まふまふ、“音楽作家”としても活躍 マルチな才能とボカロシーン由来の独自性を紐解く
シンガーとしてのまふまふの特徴といえば、なんといっても、歌い方によっては女性にも聞こえるようなハイトーンボイスだろう。たとえば、DAOKO×米津玄師の「打上花火」のカバーでは、歌い出しから「女性!?」と驚くような高音パートとなっている。もともと、ボカロソングは通常の人間が歌うキーよりもかなり高いキーが使われていることが多い。それもあって、ボカロ曲のセルフカバー「ハローディストピア」のサビなどでは、一体どこから声が出ているのだろうと不思議になるほどの高音を披露している。
さらに、こうした他アーティストやボカロのカバー曲でも、完コピというよりは彼なりのアレンジが利かせてある点も指摘したい。先の「打上花火」でも、原曲とは異なるアコギとピアノ演奏によるアコースティックアレンジを披露。そのため、単なるカバーの域を超え、まふまふの“表現者”としての一面が垣間見える仕上がりとなっているのだ。

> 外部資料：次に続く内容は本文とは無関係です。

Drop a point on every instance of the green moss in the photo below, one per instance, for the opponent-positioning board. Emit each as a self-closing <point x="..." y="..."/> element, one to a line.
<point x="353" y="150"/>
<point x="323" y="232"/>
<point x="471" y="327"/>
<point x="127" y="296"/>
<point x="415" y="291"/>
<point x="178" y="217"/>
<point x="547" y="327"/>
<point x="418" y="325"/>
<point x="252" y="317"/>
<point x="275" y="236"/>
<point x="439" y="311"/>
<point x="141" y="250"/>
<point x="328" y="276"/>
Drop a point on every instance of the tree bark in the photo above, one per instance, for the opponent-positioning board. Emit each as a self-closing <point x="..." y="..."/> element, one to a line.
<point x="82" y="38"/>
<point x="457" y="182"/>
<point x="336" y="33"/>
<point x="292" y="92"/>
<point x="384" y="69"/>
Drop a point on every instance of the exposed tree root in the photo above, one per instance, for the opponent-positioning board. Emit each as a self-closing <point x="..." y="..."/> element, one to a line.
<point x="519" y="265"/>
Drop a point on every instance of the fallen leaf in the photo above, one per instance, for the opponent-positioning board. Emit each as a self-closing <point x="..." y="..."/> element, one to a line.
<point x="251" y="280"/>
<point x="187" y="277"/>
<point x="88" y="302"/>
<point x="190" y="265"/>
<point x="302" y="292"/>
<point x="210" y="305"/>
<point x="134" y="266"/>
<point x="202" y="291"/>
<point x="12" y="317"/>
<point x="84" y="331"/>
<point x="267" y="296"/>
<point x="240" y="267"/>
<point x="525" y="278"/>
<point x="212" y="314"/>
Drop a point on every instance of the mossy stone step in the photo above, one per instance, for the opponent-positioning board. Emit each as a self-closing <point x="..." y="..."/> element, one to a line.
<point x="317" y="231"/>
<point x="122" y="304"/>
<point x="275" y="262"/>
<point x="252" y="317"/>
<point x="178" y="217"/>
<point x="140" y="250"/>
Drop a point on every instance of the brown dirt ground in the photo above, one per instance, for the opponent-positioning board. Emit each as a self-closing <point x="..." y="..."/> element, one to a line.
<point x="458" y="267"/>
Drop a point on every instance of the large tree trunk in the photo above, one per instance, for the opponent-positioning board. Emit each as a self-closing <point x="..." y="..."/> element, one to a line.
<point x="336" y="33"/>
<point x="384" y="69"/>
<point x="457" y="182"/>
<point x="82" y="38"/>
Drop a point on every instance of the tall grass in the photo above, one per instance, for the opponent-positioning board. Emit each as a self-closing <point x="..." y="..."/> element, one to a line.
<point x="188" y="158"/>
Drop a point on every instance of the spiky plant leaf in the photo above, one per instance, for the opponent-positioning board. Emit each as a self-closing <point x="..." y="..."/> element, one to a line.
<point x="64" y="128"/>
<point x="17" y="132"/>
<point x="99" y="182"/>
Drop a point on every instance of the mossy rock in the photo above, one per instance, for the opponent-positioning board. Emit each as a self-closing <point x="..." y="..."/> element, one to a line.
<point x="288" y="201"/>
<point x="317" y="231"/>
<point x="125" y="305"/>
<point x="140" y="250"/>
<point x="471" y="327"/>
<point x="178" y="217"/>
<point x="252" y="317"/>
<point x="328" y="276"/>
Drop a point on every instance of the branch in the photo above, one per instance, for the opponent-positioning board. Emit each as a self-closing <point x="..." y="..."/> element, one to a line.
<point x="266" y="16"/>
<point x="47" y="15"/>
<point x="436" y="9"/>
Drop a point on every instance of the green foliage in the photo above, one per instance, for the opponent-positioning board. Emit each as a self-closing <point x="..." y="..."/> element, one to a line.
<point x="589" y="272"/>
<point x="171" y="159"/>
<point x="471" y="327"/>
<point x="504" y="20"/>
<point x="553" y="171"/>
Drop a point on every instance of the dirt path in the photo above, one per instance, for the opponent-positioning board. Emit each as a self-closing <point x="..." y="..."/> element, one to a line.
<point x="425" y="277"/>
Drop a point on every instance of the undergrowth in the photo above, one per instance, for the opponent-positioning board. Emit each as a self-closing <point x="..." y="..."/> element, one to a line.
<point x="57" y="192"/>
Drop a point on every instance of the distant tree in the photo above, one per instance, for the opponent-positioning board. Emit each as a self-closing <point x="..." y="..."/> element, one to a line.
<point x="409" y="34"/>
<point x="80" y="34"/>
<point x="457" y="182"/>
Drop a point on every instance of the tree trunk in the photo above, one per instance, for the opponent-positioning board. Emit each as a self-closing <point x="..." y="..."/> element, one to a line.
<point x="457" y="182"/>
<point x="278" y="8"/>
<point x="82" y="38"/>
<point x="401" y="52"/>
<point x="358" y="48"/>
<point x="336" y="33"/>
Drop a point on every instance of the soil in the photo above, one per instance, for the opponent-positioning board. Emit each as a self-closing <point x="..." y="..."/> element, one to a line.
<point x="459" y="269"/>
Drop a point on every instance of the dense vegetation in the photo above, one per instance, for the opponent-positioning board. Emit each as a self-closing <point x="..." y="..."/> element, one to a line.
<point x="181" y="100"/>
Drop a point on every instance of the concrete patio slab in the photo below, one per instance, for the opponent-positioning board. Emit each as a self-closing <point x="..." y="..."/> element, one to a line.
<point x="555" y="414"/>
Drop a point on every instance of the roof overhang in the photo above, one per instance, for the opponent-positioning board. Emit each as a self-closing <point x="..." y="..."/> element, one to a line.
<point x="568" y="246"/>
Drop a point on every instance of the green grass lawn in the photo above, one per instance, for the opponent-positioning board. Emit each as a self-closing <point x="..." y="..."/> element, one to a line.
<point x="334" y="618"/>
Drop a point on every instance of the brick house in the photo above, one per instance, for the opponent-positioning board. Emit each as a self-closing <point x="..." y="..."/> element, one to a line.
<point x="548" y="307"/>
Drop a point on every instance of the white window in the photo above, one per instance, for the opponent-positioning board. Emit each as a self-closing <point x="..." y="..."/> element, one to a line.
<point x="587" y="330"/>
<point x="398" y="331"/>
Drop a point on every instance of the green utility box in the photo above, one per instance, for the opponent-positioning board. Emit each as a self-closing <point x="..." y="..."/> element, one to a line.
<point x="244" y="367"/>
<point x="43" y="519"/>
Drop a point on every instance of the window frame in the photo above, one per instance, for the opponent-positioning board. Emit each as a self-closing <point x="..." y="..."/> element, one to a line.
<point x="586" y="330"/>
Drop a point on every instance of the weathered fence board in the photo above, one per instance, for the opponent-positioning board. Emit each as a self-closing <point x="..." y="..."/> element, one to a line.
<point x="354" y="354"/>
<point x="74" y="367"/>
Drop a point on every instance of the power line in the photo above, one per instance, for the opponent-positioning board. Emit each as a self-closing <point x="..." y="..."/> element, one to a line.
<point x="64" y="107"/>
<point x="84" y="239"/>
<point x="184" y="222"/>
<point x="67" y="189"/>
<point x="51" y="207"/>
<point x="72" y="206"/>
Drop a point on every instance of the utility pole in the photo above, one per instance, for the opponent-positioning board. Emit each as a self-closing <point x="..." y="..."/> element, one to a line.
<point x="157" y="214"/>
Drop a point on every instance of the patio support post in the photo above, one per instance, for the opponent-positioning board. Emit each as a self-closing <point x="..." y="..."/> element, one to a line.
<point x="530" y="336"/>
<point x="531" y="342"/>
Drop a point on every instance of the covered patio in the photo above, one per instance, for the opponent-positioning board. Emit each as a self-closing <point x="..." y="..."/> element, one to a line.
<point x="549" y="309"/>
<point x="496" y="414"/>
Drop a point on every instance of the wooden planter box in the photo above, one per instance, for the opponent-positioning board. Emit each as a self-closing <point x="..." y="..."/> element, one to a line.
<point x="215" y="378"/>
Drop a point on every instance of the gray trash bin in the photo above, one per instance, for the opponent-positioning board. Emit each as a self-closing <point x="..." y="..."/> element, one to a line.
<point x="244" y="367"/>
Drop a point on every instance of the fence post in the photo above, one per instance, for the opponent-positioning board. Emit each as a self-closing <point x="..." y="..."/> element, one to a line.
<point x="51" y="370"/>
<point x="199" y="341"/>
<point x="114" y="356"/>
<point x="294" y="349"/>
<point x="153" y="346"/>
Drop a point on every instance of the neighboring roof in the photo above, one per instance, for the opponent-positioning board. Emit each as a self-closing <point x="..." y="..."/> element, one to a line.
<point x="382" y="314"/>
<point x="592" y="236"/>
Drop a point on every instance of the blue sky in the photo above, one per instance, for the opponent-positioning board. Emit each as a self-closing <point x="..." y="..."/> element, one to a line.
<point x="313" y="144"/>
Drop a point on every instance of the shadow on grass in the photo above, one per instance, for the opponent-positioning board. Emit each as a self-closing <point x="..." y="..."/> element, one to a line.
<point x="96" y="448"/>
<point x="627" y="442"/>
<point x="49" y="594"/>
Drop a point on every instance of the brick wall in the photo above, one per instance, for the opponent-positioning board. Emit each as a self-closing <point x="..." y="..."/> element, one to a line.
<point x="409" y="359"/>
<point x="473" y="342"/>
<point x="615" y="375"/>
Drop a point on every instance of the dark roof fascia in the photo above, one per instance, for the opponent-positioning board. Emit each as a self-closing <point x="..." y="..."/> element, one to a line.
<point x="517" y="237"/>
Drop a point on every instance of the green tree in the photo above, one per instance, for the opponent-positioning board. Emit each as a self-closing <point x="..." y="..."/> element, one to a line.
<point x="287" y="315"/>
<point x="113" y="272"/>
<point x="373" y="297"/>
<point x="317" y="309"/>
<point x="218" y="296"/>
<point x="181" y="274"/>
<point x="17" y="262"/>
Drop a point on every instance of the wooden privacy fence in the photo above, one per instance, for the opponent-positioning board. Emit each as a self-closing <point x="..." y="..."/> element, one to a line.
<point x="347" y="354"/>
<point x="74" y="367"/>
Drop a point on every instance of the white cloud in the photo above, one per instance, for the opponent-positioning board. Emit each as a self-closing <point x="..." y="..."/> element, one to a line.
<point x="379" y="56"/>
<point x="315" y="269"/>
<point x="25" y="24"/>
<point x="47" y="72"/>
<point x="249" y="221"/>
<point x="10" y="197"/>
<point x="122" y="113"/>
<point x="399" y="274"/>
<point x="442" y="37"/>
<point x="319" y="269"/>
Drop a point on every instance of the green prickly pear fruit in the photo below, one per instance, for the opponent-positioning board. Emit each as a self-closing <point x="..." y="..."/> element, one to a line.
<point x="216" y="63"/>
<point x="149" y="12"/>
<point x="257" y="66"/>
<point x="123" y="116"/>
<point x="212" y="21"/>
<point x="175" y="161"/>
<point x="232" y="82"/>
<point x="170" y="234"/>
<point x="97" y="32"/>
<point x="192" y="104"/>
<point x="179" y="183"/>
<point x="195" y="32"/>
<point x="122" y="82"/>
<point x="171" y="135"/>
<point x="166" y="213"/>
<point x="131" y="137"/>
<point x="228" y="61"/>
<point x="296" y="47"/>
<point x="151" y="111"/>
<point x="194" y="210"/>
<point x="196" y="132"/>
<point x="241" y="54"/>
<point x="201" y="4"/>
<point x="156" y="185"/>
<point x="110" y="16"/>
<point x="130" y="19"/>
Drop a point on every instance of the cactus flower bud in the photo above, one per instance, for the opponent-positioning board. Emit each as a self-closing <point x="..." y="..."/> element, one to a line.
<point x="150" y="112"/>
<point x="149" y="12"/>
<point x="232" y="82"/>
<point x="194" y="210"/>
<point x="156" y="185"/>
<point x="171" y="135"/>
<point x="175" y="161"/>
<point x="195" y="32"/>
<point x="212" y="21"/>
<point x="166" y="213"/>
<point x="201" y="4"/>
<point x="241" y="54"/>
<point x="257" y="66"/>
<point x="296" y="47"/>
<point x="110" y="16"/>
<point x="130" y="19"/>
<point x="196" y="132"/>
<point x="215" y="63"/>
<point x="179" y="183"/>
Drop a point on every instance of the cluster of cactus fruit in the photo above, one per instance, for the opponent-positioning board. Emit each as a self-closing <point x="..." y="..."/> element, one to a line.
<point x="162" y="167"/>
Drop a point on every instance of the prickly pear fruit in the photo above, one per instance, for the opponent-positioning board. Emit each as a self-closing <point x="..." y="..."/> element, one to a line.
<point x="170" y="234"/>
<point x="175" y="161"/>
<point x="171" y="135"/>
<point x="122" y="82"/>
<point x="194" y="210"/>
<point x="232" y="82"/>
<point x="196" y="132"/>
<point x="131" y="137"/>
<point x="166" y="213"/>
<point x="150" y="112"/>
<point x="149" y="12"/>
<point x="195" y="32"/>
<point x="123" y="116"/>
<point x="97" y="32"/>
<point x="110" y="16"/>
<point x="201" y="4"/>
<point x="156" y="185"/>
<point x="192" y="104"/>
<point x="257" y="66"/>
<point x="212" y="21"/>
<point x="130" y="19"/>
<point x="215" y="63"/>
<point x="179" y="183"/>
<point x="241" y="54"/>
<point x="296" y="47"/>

カバーにも彼なりの美学をうかがえるのだから、オリジナル曲はなおさらだ。まふまふは様々な引き出しを持っているが、その中でも特に目立つのは、死生観を描いた曲だろう。歌詞には、度々「死」や「病」、現実逃避的な「妄想」に関連したワードが登場する。そうしたネガティブかつ重たいテーマを歌いながらも、サウンドはアップテンポであったり、しっかりとキメが作られているため、非常にキャッチーだ。また、ハイキーやうねるような音階、和テイストの楽曲、まくしたてるような早口なども、ボカロシーンに出自を置くまふまふならではのアプローチだろう。
そんなまふまふだが、自身が主催するフェス『ひきこもりたちでもフェスがしたい!』というタイトルからもわかる通り、元来はかなりの引きこもり属性。人前に出ることが苦手で、これほど人気があるというのに、比較的最近までライブに出演することですら抵抗があったという。また、ニコニコ動画やYouTubeなど、ネットでの音楽投稿で人気を得てすぐにデビューするようなアーティストも少なくないなか(むしろ、今ではデビュー目的でネットを使用しているアーティストの方が多いくらいだろう)、まふまふは絶大な支持を得てもなお、事務所に属さずにフリーを貫き、独自路線をひた走っている。そういった一貫した姿勢も、ファンの心を掴む要因となっているのではないだろうか。
昨年、さいたまスーパーアリーナで開催された『ひきフェス』が、今年は規模を拡大した幕張メッセにて、11月3日、4日の2Daysにて開催される。すでにネットの枠組みを飛び越えた活動を見せるまふまふだが、今後さらに、音楽界に独自のシーンを拡大していくに違いない。